I realized that despite the fact that I give syncthing a logfile via its commandline it continues to log to stdout, leading to log entries being placed in my logfile as well as in daemon.log and syslog. How do I prevent that? Of course I want syncthing to log to one file only! Syncthing is started like so:

ExecStart=/usr/bin/syncthing -no-browser -logfile=/var/log/syncthing/syncthing.log -logflags=3

What else do I need to do to stop it from spamming syslog?

THX

Don

Googling this probably would have been less effort than creating a forum post:

I don’t think this applies here, as with -logfile specified nothing should be written to stdout and thus handled by systemd at all.

We always log to stdout as well.

1 Like

Good to know - that isn’t intuitively clear (to me) as the help text on -logfile explicitly mentions (use "-" for stdout).

1 Like

Yeah.

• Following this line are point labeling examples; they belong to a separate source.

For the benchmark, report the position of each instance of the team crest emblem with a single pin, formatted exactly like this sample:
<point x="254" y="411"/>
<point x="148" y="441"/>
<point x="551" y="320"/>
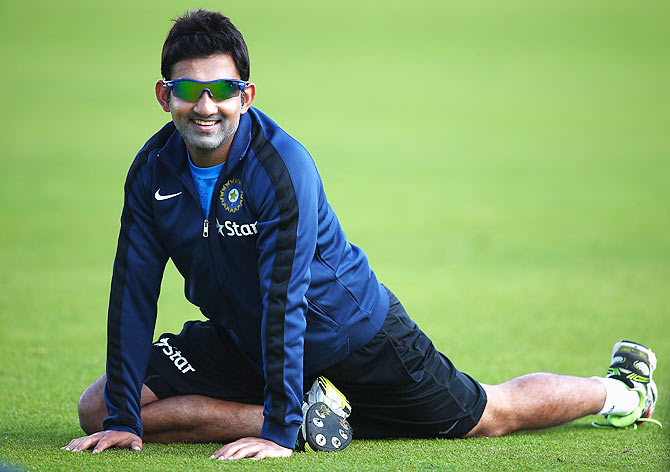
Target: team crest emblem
<point x="232" y="195"/>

I think that’s more about having a default value for it that actually does what we do by default. The use case is for Windows, really, where getting log data to a file isn’t as easy as on Unixes. And there you might want to have data both logged and actually visible if you run it manually. Using it under systemd doesn’t make total sense to me, but to each their own.

Agree, I think in this case it is less of a conscious choice but a combination of a packager who uses systemd but doesn’t really know it and a user trying to fix the packagers mess…

I didn’t intend to propose changing the behaviour, just making it explicit in the help text: cmd/syncthing: More information in help about -logfile option by imsodin · Pull Request #4796 · syncthing/syncthing · GitHub

1 Like

Googling this probably would have been less effort than creating a forum post

Before posting I spent half a hour googling for a solution. Seems I didn’t throw the right keywords at the engine…

Yep, that’s the important item that I was missing and that’s not mentioned in the doc. I was expecting the switch was redirecting the log, not splitting it. Thus I was a bit confused. I agree with Simon, let’s put that fact in the help and maybe also mention that this switch is mainly intended for Windoze and likely counterproductive for Linux.

I meanwhile removed the -logfile switch and was able to do the direction in the way I desired. So this item is solved. THX for all your help!

1 Like

This topic was automatically closed 30 days after the last reply. New replies are no longer allowed.